Music Has the Right to Children

Released

The initial album from Scottish duo BofC from 1998 used vintage synths, field recordings and found sound, deliberate degrading of their sound sources, with an audio palette that mixed and matched elements of hip hop, trip hop, library music, ambient and psychedelia to create an album infused with a strange sense of unfocused musical nostalgia. Using parts of dance music — a filtered drum loop, a distorted kick drum pattern, a rave-redolent synth — to create music that isn’t particularly danceable, the overall mood switches between faint unease and an agreeable innocence. The gentle melodies, soft touch, gauzy, frayed sampling style and sense of innocence and nostalgia in Music has… have proved very influential in the decades since its release and it remains a weirdly comforting listen.

Harold Heath

Both pioneers and popularizers of ambient IDM as musical hauntology, BoC’s official debut was the product of two minds’ years spent marinating in half-remembered old educational films and analog-synth experiments.
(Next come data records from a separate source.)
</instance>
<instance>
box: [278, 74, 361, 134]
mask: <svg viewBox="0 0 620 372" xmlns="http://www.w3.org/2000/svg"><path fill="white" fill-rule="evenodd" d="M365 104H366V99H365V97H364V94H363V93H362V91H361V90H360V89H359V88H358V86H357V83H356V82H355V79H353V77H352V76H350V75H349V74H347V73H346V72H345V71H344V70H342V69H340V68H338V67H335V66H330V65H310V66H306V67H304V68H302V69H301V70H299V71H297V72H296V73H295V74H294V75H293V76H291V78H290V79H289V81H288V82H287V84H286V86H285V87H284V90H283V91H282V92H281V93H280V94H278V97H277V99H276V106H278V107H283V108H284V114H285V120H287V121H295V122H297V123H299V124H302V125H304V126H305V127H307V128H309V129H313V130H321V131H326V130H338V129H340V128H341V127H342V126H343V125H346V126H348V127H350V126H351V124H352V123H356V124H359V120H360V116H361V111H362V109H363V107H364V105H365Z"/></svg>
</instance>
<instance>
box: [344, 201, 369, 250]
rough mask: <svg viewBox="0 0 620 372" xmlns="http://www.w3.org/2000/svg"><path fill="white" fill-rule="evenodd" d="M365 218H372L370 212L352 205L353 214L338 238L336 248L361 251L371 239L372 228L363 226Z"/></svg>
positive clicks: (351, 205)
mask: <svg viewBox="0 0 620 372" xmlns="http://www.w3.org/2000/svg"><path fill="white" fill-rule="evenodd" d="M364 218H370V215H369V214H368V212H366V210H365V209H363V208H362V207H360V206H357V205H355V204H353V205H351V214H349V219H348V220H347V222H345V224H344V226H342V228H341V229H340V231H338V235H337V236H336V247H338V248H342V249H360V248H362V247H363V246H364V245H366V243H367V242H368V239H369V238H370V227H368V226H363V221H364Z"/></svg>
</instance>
It’s just avant-garde enough to feel revelatory while still pulling from uncanny memories shared by a wider range of listeners than expected — gracefully unreal, a warm sun on a frozen landscape, an afterlife in the tundra of ghosts.

Nate Patrin

Man oh man, if all this electronic wibbling and wobbling had any point, it might be this album. All of the nostalgic filter freaking is at its most beautiful peak and the brothers are writing full-fledged melodies and harmonies. “Telephasic Workshop,” all by itself, is one of the greatest songs of the Nineties: pure momentum and gorgeous whining. An absolutely perfect sandwich of aquamarine plastic and pure digital soul.